= Budhan =

Village in Himachal Pradesh, India

Budhan is a village in Sub Division Bijhari and Tehsil Barsar, Hamirpur district, Himachal Pradesh, India. The village is in the outer Sivalik Hills at an average elevation of 800 meters. It is located in Hamirpur, situated to the east of Bilaspur district.

Its major tourist attractions fall in the middle of Hamirpur and Bilaspur Districts which include the Dhauladhar Range, Naina Devi Hills, Swarghat and Bahadurpur Hills, which can be easily seen from the hilltop of this village. The Gram Panchayat Bhawan is located on the Bijhri to Barthin road. Budhan has a primary health centre and veterinary centre. Population of 580 people. Registered NGO "Gram Sudhar Sabha" was founded by residents who coordinate with Panchayat Pradhan for the matters related to the development of the area.

==Climate==
Summers in Budhan can be extremely hot, with average temperatures ranging from 31 °C to 42 °C in June. The rainy season is mid-June to early September. Whereas upper Himachal experiences chilling winters, the weather in the lower region is moderate, with winter temperatures typically falling between 20 °C to −2 °C. Sometimes, the village also experiences mild snowfall, mostly on the hills.

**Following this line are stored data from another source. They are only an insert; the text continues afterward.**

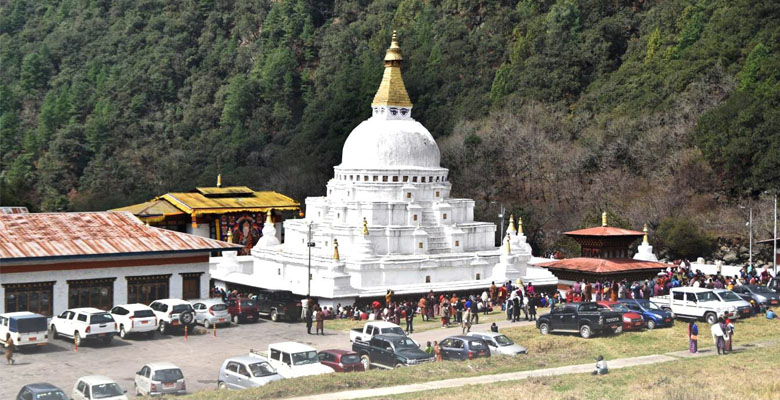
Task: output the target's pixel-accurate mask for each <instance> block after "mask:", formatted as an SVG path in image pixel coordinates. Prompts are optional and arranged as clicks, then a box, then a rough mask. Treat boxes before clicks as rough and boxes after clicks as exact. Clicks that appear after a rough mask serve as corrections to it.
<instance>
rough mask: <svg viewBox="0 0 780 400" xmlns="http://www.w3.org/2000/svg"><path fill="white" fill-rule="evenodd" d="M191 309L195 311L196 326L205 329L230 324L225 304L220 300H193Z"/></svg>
mask: <svg viewBox="0 0 780 400" xmlns="http://www.w3.org/2000/svg"><path fill="white" fill-rule="evenodd" d="M192 308H193V310H195V323H196V324H201V325H203V326H204V327H206V328H211V327H212V326H213V325H220V324H230V313H228V311H227V304H225V303H224V302H223V301H222V299H219V298H211V299H198V300H193V301H192Z"/></svg>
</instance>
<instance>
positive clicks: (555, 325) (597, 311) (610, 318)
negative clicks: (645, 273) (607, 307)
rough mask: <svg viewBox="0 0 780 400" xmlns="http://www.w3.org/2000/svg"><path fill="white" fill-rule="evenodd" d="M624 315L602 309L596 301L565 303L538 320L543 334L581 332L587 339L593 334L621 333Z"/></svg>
mask: <svg viewBox="0 0 780 400" xmlns="http://www.w3.org/2000/svg"><path fill="white" fill-rule="evenodd" d="M622 321H623V316H622V315H621V314H620V313H618V312H614V311H607V310H600V309H599V306H598V304H596V303H594V302H585V303H565V304H561V305H560V306H556V307H555V308H553V309H552V310H550V312H549V313H548V314H543V315H542V316H540V317H539V319H537V320H536V328H537V329H539V332H540V333H541V334H542V335H546V334H548V333H550V332H579V334H580V336H582V337H583V338H585V339H587V338H589V337H591V336H593V334H599V333H602V334H604V333H619V332H621V331H622V330H623V324H622Z"/></svg>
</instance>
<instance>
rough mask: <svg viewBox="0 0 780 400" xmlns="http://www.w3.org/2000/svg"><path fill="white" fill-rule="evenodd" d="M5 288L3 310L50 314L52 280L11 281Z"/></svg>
mask: <svg viewBox="0 0 780 400" xmlns="http://www.w3.org/2000/svg"><path fill="white" fill-rule="evenodd" d="M3 287H4V288H5V312H16V311H29V312H34V313H37V314H41V315H45V316H47V317H49V316H51V313H52V303H53V299H54V290H53V288H54V282H35V283H19V284H15V283H11V284H3Z"/></svg>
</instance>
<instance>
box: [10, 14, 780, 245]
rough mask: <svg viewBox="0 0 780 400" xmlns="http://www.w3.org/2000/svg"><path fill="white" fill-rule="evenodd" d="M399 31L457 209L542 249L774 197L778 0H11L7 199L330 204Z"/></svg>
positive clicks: (49, 206)
mask: <svg viewBox="0 0 780 400" xmlns="http://www.w3.org/2000/svg"><path fill="white" fill-rule="evenodd" d="M394 29H395V30H397V31H398V36H399V41H400V44H401V48H402V50H403V54H404V80H405V82H406V87H407V88H408V91H409V95H410V97H411V98H412V101H413V102H414V109H415V111H414V116H415V118H416V119H417V120H419V121H420V122H422V123H423V124H424V125H425V126H426V127H428V129H429V130H430V131H431V132H432V133H433V135H434V136H435V137H436V138H437V140H438V142H439V145H440V147H441V149H442V161H443V164H444V166H445V167H447V168H450V170H451V181H452V182H453V188H454V193H455V194H456V195H459V196H468V197H472V198H475V199H476V200H477V201H478V206H477V208H478V216H481V215H483V214H484V215H487V214H490V215H492V216H494V215H495V213H496V210H495V209H493V208H491V207H495V206H491V205H490V201H496V202H500V203H503V204H504V205H507V206H508V207H509V208H510V209H512V210H513V211H515V212H518V213H521V214H522V215H524V218H525V219H526V224H527V231H528V232H529V233H530V234H531V235H532V239H533V240H534V241H535V243H542V242H547V244H548V245H550V244H551V243H550V241H551V240H554V237H555V235H552V237H553V239H550V237H551V236H550V235H549V233H551V232H556V231H558V230H561V229H567V228H572V227H576V226H579V225H581V224H585V223H587V222H588V221H589V220H593V221H595V218H596V216H597V215H599V214H600V211H599V210H602V209H605V208H606V209H609V210H610V211H611V213H612V214H614V215H616V216H617V218H618V221H619V222H620V223H623V224H626V225H630V226H633V227H637V224H639V225H640V226H641V224H642V223H643V222H650V223H651V226H652V227H655V226H657V225H659V224H661V223H662V221H663V219H664V218H665V217H668V216H672V217H680V218H687V219H691V218H693V219H697V220H700V221H707V223H709V224H710V225H708V229H711V230H713V231H720V230H726V231H728V230H729V229H730V228H729V226H726V225H723V226H721V225H718V223H717V222H713V218H710V216H711V213H715V212H718V211H717V210H720V209H721V208H724V207H727V204H728V203H730V202H732V201H736V200H738V199H741V198H750V197H754V198H755V197H757V196H758V195H760V194H761V193H762V192H764V191H767V190H777V189H778V188H779V187H780V56H778V54H780V53H779V52H780V7H778V5H777V2H776V1H775V0H698V1H694V0H664V1H661V0H557V1H553V0H522V1H470V0H460V1H458V0H440V1H436V0H434V1H422V0H379V1H366V0H339V1H323V0H309V1H304V0H273V1H270V0H268V1H266V0H245V1H228V0H199V1H197V0H189V1H183V0H61V1H58V0H10V1H6V2H2V3H1V4H0V150H2V153H1V155H2V159H1V160H0V165H1V166H2V171H1V172H0V185H2V187H1V188H0V189H1V190H0V196H1V197H0V202H1V203H2V204H3V205H27V206H29V207H31V208H32V209H34V210H84V209H95V210H100V209H106V208H111V207H117V206H121V205H127V204H131V203H133V202H139V201H145V200H148V199H149V198H150V197H152V196H154V195H156V194H161V193H164V192H167V191H173V190H187V189H190V188H192V187H193V186H196V185H212V184H214V183H215V180H216V175H217V174H218V173H220V172H221V173H222V175H223V180H224V182H225V183H226V184H231V185H232V184H236V185H239V184H240V185H248V186H251V187H253V188H257V189H273V190H277V191H280V192H283V193H286V194H289V195H291V196H293V197H295V198H297V199H299V200H303V198H304V197H305V196H307V195H321V194H322V193H324V184H325V183H326V181H327V179H329V177H330V176H331V174H332V167H333V166H334V165H336V164H338V163H339V162H340V157H341V146H342V144H343V142H344V140H345V139H346V137H347V135H348V134H349V132H350V131H351V129H352V128H354V127H355V126H356V125H357V124H358V123H359V122H360V121H362V120H363V119H365V118H367V117H368V116H369V115H370V110H369V104H370V102H371V99H372V97H373V93H374V92H375V90H376V88H377V86H378V84H379V80H380V78H381V74H382V57H383V55H384V50H385V48H386V47H387V46H388V44H389V40H390V36H391V33H392V31H393V30H394ZM708 213H709V214H708ZM707 215H710V216H707ZM724 224H726V223H725V222H724ZM557 245H561V246H563V245H565V243H563V244H561V243H558V244H557Z"/></svg>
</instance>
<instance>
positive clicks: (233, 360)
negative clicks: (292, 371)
mask: <svg viewBox="0 0 780 400" xmlns="http://www.w3.org/2000/svg"><path fill="white" fill-rule="evenodd" d="M280 379H284V378H283V377H282V376H281V375H279V374H278V373H277V372H276V370H275V369H274V367H272V366H271V364H269V363H268V361H266V360H262V359H258V358H257V357H253V356H238V357H231V358H228V359H227V360H225V361H223V362H222V367H220V368H219V376H218V377H217V388H218V389H248V388H253V387H258V386H263V385H265V384H267V383H269V382H273V381H278V380H280Z"/></svg>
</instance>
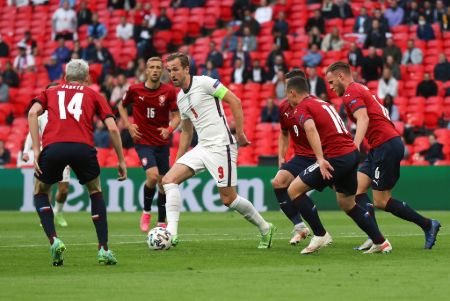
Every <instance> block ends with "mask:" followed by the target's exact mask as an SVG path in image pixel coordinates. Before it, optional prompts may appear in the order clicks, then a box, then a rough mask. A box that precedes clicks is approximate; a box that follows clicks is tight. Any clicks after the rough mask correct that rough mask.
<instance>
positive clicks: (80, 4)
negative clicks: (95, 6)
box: [77, 1, 92, 27]
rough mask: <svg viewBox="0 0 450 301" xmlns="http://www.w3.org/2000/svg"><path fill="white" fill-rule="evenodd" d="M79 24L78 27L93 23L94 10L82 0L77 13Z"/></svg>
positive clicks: (78, 24) (87, 24) (84, 1)
mask: <svg viewBox="0 0 450 301" xmlns="http://www.w3.org/2000/svg"><path fill="white" fill-rule="evenodd" d="M77 24H78V27H80V26H82V25H91V24H92V12H91V10H90V9H89V7H88V6H87V2H86V1H81V2H80V8H79V9H78V13H77Z"/></svg>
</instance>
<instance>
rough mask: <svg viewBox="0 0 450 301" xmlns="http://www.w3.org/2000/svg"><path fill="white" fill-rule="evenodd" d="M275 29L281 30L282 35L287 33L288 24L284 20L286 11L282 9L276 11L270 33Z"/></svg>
mask: <svg viewBox="0 0 450 301" xmlns="http://www.w3.org/2000/svg"><path fill="white" fill-rule="evenodd" d="M275 31H279V32H281V34H282V35H283V36H286V35H287V34H288V33H289V24H288V23H287V22H286V13H285V12H284V11H282V10H281V11H279V12H278V18H277V20H276V21H275V24H274V25H273V27H272V33H274V32H275Z"/></svg>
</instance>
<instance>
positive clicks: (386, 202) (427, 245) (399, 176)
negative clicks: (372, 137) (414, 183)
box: [372, 138, 441, 249]
mask: <svg viewBox="0 0 450 301" xmlns="http://www.w3.org/2000/svg"><path fill="white" fill-rule="evenodd" d="M375 154H376V160H375V166H376V168H375V172H374V179H375V180H376V181H374V182H373V183H372V193H373V200H374V204H375V206H376V207H377V208H379V209H382V210H384V211H386V212H390V213H392V214H393V215H395V216H397V217H399V218H401V219H404V220H407V221H409V222H412V223H415V224H416V225H418V226H419V227H421V228H422V229H423V231H424V232H425V245H424V248H425V249H431V248H432V247H433V245H434V243H435V241H436V235H437V233H438V232H439V229H440V226H441V225H440V223H439V221H437V220H432V219H430V218H427V217H424V216H423V215H421V214H419V213H418V212H417V211H415V210H414V209H412V208H411V207H409V206H408V204H407V203H406V202H403V201H400V200H397V199H395V198H393V197H392V188H393V187H394V186H395V184H396V183H397V181H398V179H399V177H400V161H401V159H402V158H403V154H404V145H403V143H402V141H401V139H400V138H394V139H391V140H389V141H388V142H385V143H383V145H382V146H381V147H379V148H377V150H376V153H375Z"/></svg>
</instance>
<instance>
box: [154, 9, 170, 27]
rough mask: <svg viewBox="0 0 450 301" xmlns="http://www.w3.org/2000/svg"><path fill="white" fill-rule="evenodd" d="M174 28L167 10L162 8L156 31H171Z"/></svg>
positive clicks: (156, 20)
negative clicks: (168, 14) (167, 12)
mask: <svg viewBox="0 0 450 301" xmlns="http://www.w3.org/2000/svg"><path fill="white" fill-rule="evenodd" d="M170 28H172V21H171V20H170V19H169V17H168V16H167V11H166V9H165V8H161V11H160V12H159V17H158V19H157V20H156V24H155V29H158V30H169V29H170Z"/></svg>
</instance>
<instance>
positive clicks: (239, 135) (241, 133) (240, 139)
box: [236, 132, 251, 146]
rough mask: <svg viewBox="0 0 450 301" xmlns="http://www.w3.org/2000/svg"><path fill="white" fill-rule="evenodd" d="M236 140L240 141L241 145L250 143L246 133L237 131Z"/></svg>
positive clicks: (245, 145) (237, 140)
mask: <svg viewBox="0 0 450 301" xmlns="http://www.w3.org/2000/svg"><path fill="white" fill-rule="evenodd" d="M236 140H237V142H238V145H239V146H247V145H250V143H251V142H250V141H248V139H247V136H245V133H244V132H242V133H239V134H238V133H236Z"/></svg>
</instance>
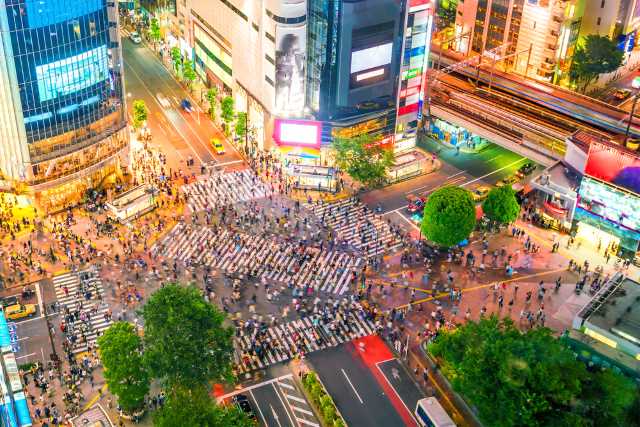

==Native plants and animals==
Budhan is located at an average elevation of 800 meters above sea level with a wide range of natural pine forest trees spread all over the area. There are some lakes that are home to common fish and other aquatic creatures, as well as other tropical species of reptiles and birds. Towards the end of the twentieth century, the village has witnessed a swift increase in the population of primates such as monkeys and langurs.

==Demographics==
Budhan consists of a Hindu population of mostly Brahmins (89%) and Rajputs (11%). To meet the occupational needs, many people of the village work elsewhere, such as Ludhiana, Chandigarh, New Delhi, Dubai and other locations.

The 2011 census records the population across Budhan Uparla and Budhan Jhikla as 204.

==Geography==
The area is in the southern edge of Hamirpur District, where on its north are the Himalayas ranges and the lower hills of Bilaspur, Kangra and Mandi Districts. Shukkar Khad is a small river that flows through the valley formed by Budhan Hills and Vaishno Devi Hills.

==Education==
The village has a 98% literacy rate.